Opened 8 years ago

Closed 5 years ago

#1753 closed task (wontfix)

use object pool for in-memory finder contexts

Reported by: jinmei Owned by: jinmei
Priority: medium Milestone: DNS Outstanding Tasks
Component: data source Version:
Keywords: Cc:
CVSS Scoring: Parent Tickets:
Sensitive: no Defect Severity: N/A
Sub-Project: DNS Feature Depending on Ticket: auth performance
Estimated Difficulty: 5 Add Hours to Ticket: 0
Total Hours: 0 Internal?: no

Description

By default ZoneFinder::Context needs to be allocated from heap
(by new) for every call to find(). The cost would not be negligible
for performance sensitive version like the one for the in-memory data
source.

I'd suggest introducing an object pool such as boost::object_pool
so the major resource of Context can be resused over multiple calls to
find(). I'd maintain the pool in the InMemoryClient that created
the finder and use the same pool for all zones.

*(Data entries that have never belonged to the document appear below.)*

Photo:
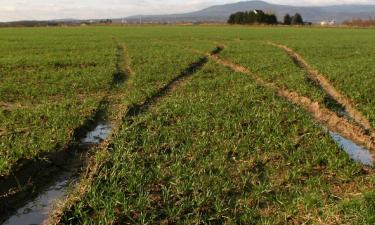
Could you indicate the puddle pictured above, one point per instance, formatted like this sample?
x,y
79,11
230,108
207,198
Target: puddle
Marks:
x,y
37,210
356,152
99,134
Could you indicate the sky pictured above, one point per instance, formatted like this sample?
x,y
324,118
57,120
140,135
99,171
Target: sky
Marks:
x,y
13,10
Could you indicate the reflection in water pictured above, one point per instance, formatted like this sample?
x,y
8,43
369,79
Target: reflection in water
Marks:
x,y
37,210
100,133
357,153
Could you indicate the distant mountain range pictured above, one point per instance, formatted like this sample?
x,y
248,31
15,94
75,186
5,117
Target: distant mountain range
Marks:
x,y
221,13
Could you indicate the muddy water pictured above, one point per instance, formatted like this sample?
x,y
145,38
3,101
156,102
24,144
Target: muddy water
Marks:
x,y
356,152
37,210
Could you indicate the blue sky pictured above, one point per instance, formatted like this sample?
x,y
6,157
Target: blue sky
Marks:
x,y
11,10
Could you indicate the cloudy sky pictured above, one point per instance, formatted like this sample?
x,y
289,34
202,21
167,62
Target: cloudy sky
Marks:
x,y
11,10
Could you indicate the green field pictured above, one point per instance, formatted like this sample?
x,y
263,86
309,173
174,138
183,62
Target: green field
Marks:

The in-memory version of Context class will need to be "resettable" so
we release resources in the context when it goes back to the pool.
It will also require some modifications to the base Context call.

Subtickets

Change History (16)

comment:1 Changed 8 years ago by jelte

  • Estimated Difficulty changed from 0 to 5

comment:2 Changed 8 years ago by jelte

  • Milestone changed from Next-Sprint-Proposed to Sprint-20120320

comment:3 Changed 8 years ago by jinmei

  • Owner set to jinmei
  • Status changed from new to assigned

comment:4 follow-up: Changed 8 years ago by jinmei

trac1753 is *completed*.

I believe the implementation is mostly straightforward, although it
has some dirty kludge due to the basic design issue of the entire
in-memory data source implementation (the "finder" does too many
things, and the relationship between client/finder/rrset is not well
clarified). I'd suggest revisiting these things as part of the
inevitable cleanup/refactoring.

But this task has a more fundamental issue: my local benchmark showed
it didn't improve performance much. In fact, sometimes it could be
slower than the code without this change. Some results:

I used a simplified (without RRSIGs) root zone snapshot, and performed
queryperf and querybench using some realistic query samples and a
single NXDOMAIN-only query (with the latter find() would be called
twice and other overhead such as name compression should be small, so
this should be basically advantageous for this optimization).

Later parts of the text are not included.